Jerry Richardson, the man who brought the National Football League to the Carolinas, is putting his team up for sale at the end of the 2017 season, the team announced Sunday.

"There has been no greater mission or purpose in my life than to have brought an NFL franchise to Charlotte. The obstacles back then were significant, and some even questioned whether our community could or would support professional football. But I always knew that if given the chance, The Carolinas would rise to the occasion," Richardson wrote in a letter published on the team's official web site.

"And you have. The team has become an integral part of our community. The stadium is in its best condition since the day it opened. And we have played in two Super Bowls.

"Football is also an integral part of my life -- and I am blessed, every day, that I made the Carolinas my home. I can never repay all of you for the kindness and generosity you have shown me, Rosalind, and my family for more than two decades. We have the best fans in football -- and I truly mean that. In my opinion, we also have the best organization, and they have served us well.

"I believe that it is time to turn the franchise over to new ownership. Therefore, I will put the team up for sale at the conclusion of this NFL season. We will not begin the sale process, nor will we entertain any inquiries, until the very last game is played. I hope everyone in this organization, both on and off the field, will be firmly focused on just one mission: to play and win the Super Bowl.

"While I will no longer be the team owner, I will always be the Panthers Number One fan."

This development comes as the NFL takes over the investigation into allegations of workplace misconduct made against Richardson, NFL Network Insider Ian Rapoport reported Sunday morning.

Panthers coach Ron Rivera told reporters that he was "a little surprised and just kind of taken back a little bit" by the news of Richardson's intention to sell the team.

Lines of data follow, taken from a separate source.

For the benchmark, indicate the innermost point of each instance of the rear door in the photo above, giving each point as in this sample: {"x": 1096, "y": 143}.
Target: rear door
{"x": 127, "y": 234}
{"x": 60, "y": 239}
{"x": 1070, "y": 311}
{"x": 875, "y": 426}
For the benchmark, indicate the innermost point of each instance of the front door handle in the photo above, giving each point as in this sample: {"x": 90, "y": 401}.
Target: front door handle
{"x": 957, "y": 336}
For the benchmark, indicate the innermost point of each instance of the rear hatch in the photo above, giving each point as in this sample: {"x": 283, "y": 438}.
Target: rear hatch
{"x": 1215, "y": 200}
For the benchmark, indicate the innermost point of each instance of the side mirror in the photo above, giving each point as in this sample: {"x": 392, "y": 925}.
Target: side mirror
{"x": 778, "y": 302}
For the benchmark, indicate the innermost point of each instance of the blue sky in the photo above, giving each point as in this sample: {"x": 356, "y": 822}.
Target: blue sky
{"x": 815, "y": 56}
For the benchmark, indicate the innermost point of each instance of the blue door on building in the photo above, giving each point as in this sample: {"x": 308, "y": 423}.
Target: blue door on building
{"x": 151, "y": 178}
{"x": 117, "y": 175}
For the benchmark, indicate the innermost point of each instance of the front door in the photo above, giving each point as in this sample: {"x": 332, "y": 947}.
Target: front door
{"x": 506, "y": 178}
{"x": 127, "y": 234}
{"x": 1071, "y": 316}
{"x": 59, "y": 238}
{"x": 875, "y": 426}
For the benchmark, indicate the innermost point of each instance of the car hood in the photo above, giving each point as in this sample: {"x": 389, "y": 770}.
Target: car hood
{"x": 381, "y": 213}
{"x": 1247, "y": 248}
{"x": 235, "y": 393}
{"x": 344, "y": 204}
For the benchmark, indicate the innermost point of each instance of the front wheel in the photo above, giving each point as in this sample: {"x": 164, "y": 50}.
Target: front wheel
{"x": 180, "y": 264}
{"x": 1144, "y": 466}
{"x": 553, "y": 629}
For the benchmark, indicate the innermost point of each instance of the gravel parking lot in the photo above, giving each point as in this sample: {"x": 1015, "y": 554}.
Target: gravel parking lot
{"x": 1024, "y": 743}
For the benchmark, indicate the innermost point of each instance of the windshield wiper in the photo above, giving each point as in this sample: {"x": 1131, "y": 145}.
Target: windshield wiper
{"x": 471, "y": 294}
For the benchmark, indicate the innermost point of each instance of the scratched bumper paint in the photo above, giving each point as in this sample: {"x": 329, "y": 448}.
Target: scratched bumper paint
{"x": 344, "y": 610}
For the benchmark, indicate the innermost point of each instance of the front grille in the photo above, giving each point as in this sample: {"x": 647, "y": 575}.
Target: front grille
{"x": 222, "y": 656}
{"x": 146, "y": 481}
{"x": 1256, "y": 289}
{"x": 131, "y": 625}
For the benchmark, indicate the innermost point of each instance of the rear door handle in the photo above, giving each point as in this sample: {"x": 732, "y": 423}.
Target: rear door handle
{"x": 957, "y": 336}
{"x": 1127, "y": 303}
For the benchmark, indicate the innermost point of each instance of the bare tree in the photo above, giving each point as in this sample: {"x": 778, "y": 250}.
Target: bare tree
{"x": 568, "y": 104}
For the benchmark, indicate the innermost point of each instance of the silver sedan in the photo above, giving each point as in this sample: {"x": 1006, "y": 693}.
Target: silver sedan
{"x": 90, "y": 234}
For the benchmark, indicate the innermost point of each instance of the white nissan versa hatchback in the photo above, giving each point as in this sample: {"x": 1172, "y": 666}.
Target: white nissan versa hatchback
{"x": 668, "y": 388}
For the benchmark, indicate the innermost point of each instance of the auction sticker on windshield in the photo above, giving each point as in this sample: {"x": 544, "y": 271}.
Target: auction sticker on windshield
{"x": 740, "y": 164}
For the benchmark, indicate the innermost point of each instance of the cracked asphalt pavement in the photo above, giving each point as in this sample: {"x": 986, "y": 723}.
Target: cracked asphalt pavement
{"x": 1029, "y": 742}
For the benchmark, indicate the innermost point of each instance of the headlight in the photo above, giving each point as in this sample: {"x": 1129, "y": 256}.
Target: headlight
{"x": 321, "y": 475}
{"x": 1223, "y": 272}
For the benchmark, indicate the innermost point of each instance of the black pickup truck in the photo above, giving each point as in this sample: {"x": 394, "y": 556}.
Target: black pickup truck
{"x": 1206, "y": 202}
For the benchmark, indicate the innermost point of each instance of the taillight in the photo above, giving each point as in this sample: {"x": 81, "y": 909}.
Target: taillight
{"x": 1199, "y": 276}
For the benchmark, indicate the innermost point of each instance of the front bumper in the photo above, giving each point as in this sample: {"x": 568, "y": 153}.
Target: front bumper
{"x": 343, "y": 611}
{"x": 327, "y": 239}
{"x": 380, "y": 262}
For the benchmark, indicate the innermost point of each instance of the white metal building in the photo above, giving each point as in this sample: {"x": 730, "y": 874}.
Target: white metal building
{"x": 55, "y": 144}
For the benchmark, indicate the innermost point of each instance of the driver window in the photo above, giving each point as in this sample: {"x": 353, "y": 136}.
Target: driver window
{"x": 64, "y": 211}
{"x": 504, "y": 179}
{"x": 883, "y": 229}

"My relationship with him, I've been very fortunate," Rivera said. "Mr. Richardson, before the Panthers came to Carolina -- all I knew of Carolina was Fort Bragg and Camp Lejunne growing up in a military family as kid -- so I really didn't know a lot about it and he kind of helped put the Carolinas on the map by bringing the Panthers here."

"For me personally, having him mentor me through the opportunity of growing as a football coach I think has been tremendous. He has truly helped me and given me every opportunity. He was the first owner in about nine interviews to give me that chance so that's all I can speak of. I know the allegations are serious. I know that the league is going to do the investigation and everybody should be heard, should be listened to and respected. At the end of the day, who am I to judge? We need to have all the answers before we can do any of that. I just think that as we go forward as a football team I think it's important that we remember this that we are still here obviously to play football."